At the reception office, an officer approached applicants: “Do you have your National Identity Management Card (NIMC) slip?”
“We need photocopies of your NIMC slip, your age declaration or birth certificate, certificate of your indigeneship; either local government or state. That is all we need,” the officer said.
“The payment for the booklet depends on the type of booklet. The 32-paged booklet is N28, 000 here, (as against the official 25, 000) and because this is an express office and you get your booklet on the same day that you get captured. You also pay an additional N30, 000 through our POS, as we do not accept cash.”
He explained that since the office operations started, all booklets issued were done within 24 hours and to fast-track the process for applicants, a NIMC office has been opened within the premises where interested individuals could obtain a NIMC slip at the cost of N3,000.

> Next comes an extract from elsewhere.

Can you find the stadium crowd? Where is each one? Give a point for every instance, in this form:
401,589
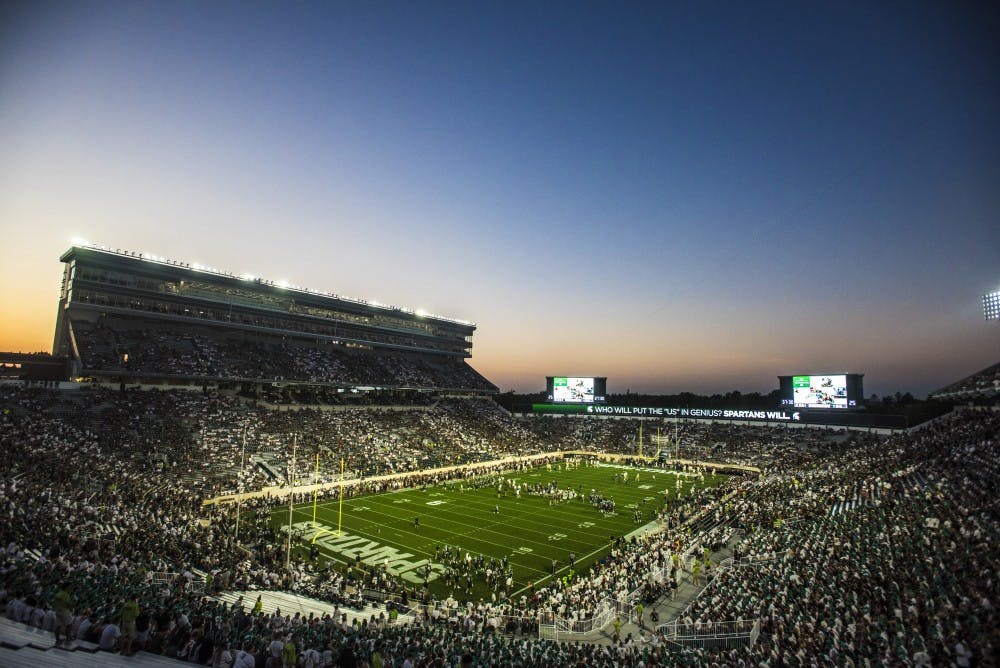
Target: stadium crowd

For Adeyemi Peter, the option of an express centre is not a bad idea because sometimes, applicants come into Abuja from states where there are no booklets, with the hope that they will get them at the immigration head office.
He said: “Some of these applicants spend days or even weeks waiting to get their passports and they spend a lot of money for accommodation in hotels but with the express centre. It saves them the extra cost, stress and time, so I am of the view that it is a good move on the government’s part.
The only fear is that the system could get compromised or contaminated as we see and experience in other passport offices in Abuja and across the States.”
Some applicants are, however, doubtful of how long transparency in operations at the centre could be sustained looking at the various corruption and financial allegations that have tainted the passport process in the country.
A resident, who identified himself as Michael, believed that everything currently appears hunky-dory, but as more Nigerians become aware of the office, things may take a turn in terms of racketeering in the process.
“People don’t know about the smoothness of the process yet. They think it is cumbersome so they are not rushing it but later, things may be different. We keep hearing that the passport booklets are scarce. So, before you know it, things will return to what we use to see in the other passport offices.”
Authorities give assurance
Comptroller-General of Immigration, Muhammed Babandede, had said that Nigeria was overdue for an express passport centre, and in line with global best practices as practiced in many developed nations including West African countries like Ghana.
He explained that the opening of an express passport office offers more options for Nigerians and gives opportunities to those in an emergency and for applicants to decide according to their budget, how to access the document.
He said apart from easing emergency challenges, it is also a means of taking from the rich and giving it to the poor as the center is a private center, meaning that it is for special customers that can pay for such special services.
“In London, there is a passport express centre, therefore, the applicant decides if he wants it today or tomorrow, and pays for the extra service. Even in nearby Ghana, they have an express passport office.
“When I was appointed CG, I asked for permission to visit London and other countries to understand issues around immigration and I also visited Ghana while on the assignment, I discovered that all these countries have express centres.
“We also have individuals, who may request our services to be extended at their convenience, and we charge them for it because it is also a way of earning more income for the agency. Instead of giving money to an officer illegally to hasten the process, we officially take the money into the government’s coffers and the prices are affordability.”
It, however, remains to be seen if the agency can regain the trust of Nigerians through its new 24 hours passports office or once again, compromise will set in even as many hope the sanctity of the new office stands the test of time-based on strong resolve and will of the government.